Flint
Louis L'Amour's Flint
James T. Kettleman is dying, and decides to return to the West where he was raised in order to die alone rather than staying in New York with his wife who is actually trying to have him killed. He adopts the name of Flint in honor of the man -- an outlaw -- that took him in when he was an orphan and raised him in the spirit of the West, teaching him about guns, life, and death. On his way out West Flint meets Nancy Kerrigan who must defend her land, bought and passed down by her father, from the encroachment of the crowds coming out to the now-developing West. Flint ends up helping her in this endeavor, using his skill with a gun and his willingness to face death -- something that he is coming up against soon, anyway -- to save her farm and to avenge the death of his benefactor, the original Flint. In the end, the new Flint dies, too, but after finding and helping a true love.
Plot Chart
Exposition: James T. Kettleman is dying; Nancy Kerrigan is young, beautiful, and in trouble, and Kettleman clearly knows how to use a gun.
Rising action: Nancy's land is in jeopardy; men are after Kettleman (Flint) trying to kill him; Flint decides to help Nancy.
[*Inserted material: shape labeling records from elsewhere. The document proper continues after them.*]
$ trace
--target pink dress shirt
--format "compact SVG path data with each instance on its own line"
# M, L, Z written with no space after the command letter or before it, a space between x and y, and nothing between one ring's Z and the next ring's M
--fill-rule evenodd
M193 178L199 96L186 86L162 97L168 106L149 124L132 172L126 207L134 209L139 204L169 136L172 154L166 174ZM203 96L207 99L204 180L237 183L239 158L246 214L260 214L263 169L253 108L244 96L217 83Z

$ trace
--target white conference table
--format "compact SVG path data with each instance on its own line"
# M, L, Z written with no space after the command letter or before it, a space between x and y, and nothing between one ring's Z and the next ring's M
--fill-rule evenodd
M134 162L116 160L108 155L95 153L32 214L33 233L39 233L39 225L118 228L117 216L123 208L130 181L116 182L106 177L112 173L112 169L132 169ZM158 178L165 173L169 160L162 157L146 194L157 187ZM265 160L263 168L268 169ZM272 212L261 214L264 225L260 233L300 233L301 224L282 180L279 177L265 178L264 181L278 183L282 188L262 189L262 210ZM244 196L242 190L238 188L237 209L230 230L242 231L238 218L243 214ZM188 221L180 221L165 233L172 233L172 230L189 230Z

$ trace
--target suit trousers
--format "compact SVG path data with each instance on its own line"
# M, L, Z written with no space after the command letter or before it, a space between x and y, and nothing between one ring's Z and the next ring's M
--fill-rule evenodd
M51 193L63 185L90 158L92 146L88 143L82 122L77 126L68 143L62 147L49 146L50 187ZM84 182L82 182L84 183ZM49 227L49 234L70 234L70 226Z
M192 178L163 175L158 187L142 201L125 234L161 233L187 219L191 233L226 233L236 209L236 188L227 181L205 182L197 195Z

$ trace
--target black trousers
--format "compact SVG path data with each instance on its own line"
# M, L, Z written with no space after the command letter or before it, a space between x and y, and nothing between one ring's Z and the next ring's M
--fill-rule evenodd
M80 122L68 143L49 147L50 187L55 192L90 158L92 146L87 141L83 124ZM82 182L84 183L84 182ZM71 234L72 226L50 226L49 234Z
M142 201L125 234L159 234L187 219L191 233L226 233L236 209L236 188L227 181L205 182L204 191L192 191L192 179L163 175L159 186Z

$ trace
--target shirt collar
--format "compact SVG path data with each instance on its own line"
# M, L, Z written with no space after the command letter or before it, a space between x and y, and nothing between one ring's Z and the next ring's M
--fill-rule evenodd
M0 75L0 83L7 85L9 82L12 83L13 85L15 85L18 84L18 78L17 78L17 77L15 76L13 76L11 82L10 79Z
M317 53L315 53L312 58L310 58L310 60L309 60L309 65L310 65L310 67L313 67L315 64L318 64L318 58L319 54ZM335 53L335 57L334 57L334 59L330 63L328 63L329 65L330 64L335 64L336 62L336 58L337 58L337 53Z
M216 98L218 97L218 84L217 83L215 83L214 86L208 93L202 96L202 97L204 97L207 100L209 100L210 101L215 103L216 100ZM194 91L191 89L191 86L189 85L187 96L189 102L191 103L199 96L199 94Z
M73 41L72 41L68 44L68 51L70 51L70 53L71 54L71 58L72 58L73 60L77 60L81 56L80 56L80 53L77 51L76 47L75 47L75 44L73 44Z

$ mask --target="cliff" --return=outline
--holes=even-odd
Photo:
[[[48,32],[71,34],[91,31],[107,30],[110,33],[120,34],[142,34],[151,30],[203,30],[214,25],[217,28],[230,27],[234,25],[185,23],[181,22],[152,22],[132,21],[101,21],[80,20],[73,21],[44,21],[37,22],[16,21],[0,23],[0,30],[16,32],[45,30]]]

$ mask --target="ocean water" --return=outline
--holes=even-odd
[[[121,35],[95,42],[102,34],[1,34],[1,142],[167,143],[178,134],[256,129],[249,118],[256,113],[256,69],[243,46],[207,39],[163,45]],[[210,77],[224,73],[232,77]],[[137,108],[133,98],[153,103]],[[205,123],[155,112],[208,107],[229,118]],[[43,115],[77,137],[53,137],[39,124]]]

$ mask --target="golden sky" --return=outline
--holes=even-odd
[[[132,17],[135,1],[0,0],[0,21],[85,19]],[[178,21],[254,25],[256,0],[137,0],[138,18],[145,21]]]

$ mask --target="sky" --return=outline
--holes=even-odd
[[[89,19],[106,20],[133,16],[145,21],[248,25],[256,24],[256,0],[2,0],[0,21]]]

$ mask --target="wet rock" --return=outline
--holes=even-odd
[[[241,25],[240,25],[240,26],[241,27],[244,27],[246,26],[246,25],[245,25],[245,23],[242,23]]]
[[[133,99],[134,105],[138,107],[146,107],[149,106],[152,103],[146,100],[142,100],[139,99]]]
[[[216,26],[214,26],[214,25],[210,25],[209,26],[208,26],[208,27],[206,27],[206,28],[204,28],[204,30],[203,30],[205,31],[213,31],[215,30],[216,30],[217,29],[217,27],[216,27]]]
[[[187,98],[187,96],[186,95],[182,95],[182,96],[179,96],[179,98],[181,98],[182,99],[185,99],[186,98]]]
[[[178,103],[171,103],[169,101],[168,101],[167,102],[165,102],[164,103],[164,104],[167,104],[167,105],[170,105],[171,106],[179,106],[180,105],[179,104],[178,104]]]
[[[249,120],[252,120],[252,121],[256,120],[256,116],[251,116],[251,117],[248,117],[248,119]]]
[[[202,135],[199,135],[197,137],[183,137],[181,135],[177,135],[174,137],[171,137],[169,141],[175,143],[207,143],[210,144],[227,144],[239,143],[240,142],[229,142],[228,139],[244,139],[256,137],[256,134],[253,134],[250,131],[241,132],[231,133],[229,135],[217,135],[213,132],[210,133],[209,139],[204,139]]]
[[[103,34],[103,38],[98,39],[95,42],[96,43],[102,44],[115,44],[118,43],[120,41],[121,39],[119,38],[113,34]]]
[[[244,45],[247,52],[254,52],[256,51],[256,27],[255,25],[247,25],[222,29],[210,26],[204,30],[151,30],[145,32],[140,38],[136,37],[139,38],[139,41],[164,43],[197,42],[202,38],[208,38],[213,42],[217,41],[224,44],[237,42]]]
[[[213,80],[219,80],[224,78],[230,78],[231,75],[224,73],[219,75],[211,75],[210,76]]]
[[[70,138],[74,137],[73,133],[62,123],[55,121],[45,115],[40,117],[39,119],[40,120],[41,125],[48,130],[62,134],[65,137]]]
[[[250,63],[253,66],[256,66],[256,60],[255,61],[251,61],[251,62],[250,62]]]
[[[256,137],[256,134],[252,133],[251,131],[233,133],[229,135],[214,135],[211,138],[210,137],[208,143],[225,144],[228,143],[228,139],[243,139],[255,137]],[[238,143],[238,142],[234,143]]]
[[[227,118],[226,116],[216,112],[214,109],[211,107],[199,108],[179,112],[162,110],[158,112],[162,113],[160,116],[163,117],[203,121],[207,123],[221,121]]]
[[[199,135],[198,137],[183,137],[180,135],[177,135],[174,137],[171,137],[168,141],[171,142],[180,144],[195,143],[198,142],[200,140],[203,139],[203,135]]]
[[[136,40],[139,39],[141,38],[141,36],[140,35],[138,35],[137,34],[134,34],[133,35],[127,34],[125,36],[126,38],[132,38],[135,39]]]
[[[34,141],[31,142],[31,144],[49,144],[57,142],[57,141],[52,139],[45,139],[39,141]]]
Climax: the series of gunfights in town where a large number of people are killed.
Falling action: Nancy and Flint meet for the last time, the few remaining bad guys slink off, Flint is wounded.
Resolution: Nancy land is safely in her hands (for now), Flint's wife is left frustrated in her designs, and Flint ultimately des, though not alone as he had planned.
Point-of-View
The novel is told from a third-person omniscient point-of-view, which allows the motives and secret thoughts of any and all characters to be made explicitly clear to the reader at any time. This is a highly effective way of telling the story because it makes the emotional and intellectual impact and intention of ach moment quite clear, allowing the reader to see how different characters interpret and react to the same situation. It also makes each of the characters appear far more human, because the thought processes, confusions, uncertainties, and misconceptions that lead to what might otherwise appear to be incongruous actions are clearly laid out. With these explanations, the manners in which situations are reacted to and the depth of the emotive values and motivations that exist in the story become much more clearly known.
Setting
It would be impossible to tell this story in any other setting, just as it would be impossible to transpose any other Western to a different time and place. Nowhere else in human history has an undeveloped wilderness been so directly and closely juxtaposed to a major developing power; even the arrival of Europeans in the New World took place at a different pace and in an altogether different spirit. The Wild West was a time/place where laws did exist, but they didn't exactly matter; and where the luxuries of developed society could be found and obtained but where they were frowned upon by many. The setting is full of these contradictions, and this enhances the apparent contradictions in many of the characters, as well.
A New Beginning
James T. Kettleman walked calmly through the streets of New York, his lean stomach slowly digesting the news that had quietly penetrated the brain lying beneath his straw colored hair. Dying. Hell, he had been dying since he was born, he supposed, but the news he just received form his doctor and friend made it seem a lot more real than it had at any other point in his life. Not that death hadn't seemed real before. He had seen plenty of death, and had been at the causal end of this effect for many others that had crossed his path in the wrong way. But his own death -- now, that was something else. Not scary, exactly, and not even really worrisome, but it certainly seemed to put things in a different perspective. He had always known that life was a finite thing, but now he could actually see its limits, and he was always a man that liked to investigate the strange things he saw.
The Lost Scene
The man behind the iron bars looked at Kettleman strangely, mostly because Kettleman seemed a little strange himself. In a shaky voice, the old man in the government issued uniform asked him, "Where you going, mister?" "West," came the rather mysterious reply. The old man didn't like the way Kettleman said this, and wasn't really sure what to do with this rather general piece of information, but the pile of money that was smacked down on the counter in front of him told him not to make anything of it. He printed the train ticket and handed it over, thinking that this transaction was far less interesting than it had appeared at the outset.
Chapter Summaries
1: The history of James T. Kettleman and his fortune is revealed as the man makes his way back West to die.
4: Kettleman reflects on his time with Flint, learning the roads and ways of the West, and also exhibits signs of his illness.